Inequality data on Guyana and much of the Caribbean are not very good. One popular measure is the Gini coefficient, which takes values from 0 to 100. Zero means perfect equality or complete egalitarianism and 100 means complete inequality. Since rising inequality is associated with a higher likelihood of social instability, the CIA is keen to maintain a database of Gini coefficients. For example, the CIA dataset has Guyana at 45 for the year 2007, which is the past major estimate. This is a fairly high number but not the highest in the Caribbean. Jamaica has a Gini of 46 and Suriname 53. At the lower end we have Barbados at 40 and surprisingly Trinidad and Tobago is at 39. Outside of the Caribbean and among small economies, we have Mauritius at 39 and Botswana at an alarming 63.

We should consider that Guyana’s measure of income inequality was calculated before the demise of the sugar industry. The loss of economic opportunities in sugar will not be compensated for – in terms of employment – in the near future, if ever. The few who are already benefitting enormously from the emerging oil and gas sector are the professional firms in transport, accounting and similar services. This implies inequality should be higher today and will likely worsen over the next decade, assuming no geo-political force curtails ExxonMobil’s pumping of the oil. The Guyana government or the main opposition has nothing to say about this potential source social instability. Professor Clive Thomas, in his personal capacity, proposes one possibility: a cash transfer.

It is important to supplement the Gini with other measures. This is the approach of Constantine, a Guyanese PhD student, who has broken new grounds in this area of study. Constantine calculates inequality by looking at the top 10 percent income earners relative to the bottom deciles. There is no conclusive ethnic-based data, but his findings are suggestive and certainly opens a fruitful way to do these studies. He found that the top 10 percent preserved their income shares since the mid-1970s. This is interesting and it might indicate the ability of top earners to navigate the political divide. The Economic Recovery Programme (ERP) caused the lower income earners to lose income share. Most likely, given their dominance in the public service at 1992, African Guyanese lost income share and well-off Indians gained from the late 1980s.

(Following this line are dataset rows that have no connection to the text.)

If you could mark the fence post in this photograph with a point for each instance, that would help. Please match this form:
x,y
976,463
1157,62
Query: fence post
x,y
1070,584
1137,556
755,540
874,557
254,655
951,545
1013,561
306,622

As it relates to poverty – which is persistent when high inequality exists – the last comprehensive survey in 2006 indicates that 31.6% African, 30% Indian and 33.7% Mixed Guyanese were in poverty over a decade ago. A number was not cited for Amerindians in the 2011 Poverty Reduction Strategy Paper (PRSP), but it was noted that this group has a higher poverty percentage relative to any other group. It is important that we look at these numbers after the decline of the country’s main large-scale agro-processing industry, sugar.

It is clear that the two main political parties are not interested in constitutional overhaul. At one time in the late 1990s the PNCR was serious and the PPP never saw problems in the 1980 Burnham constitution. We are more likely to see the two parties coming to an agreement on dual citizenship than constitutional overhaul. Therefore, we need some mechanisms that will show that marginalization is not a binary occurrence. Transparency and data would help to put context to the awarding of economic opportunities, such as scholarships (which enables long-term accumulation of human capabilities and earnings), house lots, goldfields and the like, government contracts, state employment and military recruitment. The ethnic composition of all these economic opportunities must be on a website for everyone to access. This will empower civil society to address this crucial issue on sound basis.

In closing, I am assuming the political class is enlightened enough to understand the importance of having publicly available data to address the accusations and counter-accusations of marginalization. There can be no social cohesion without data! Without data it is rational for us to assume the worst case scenario.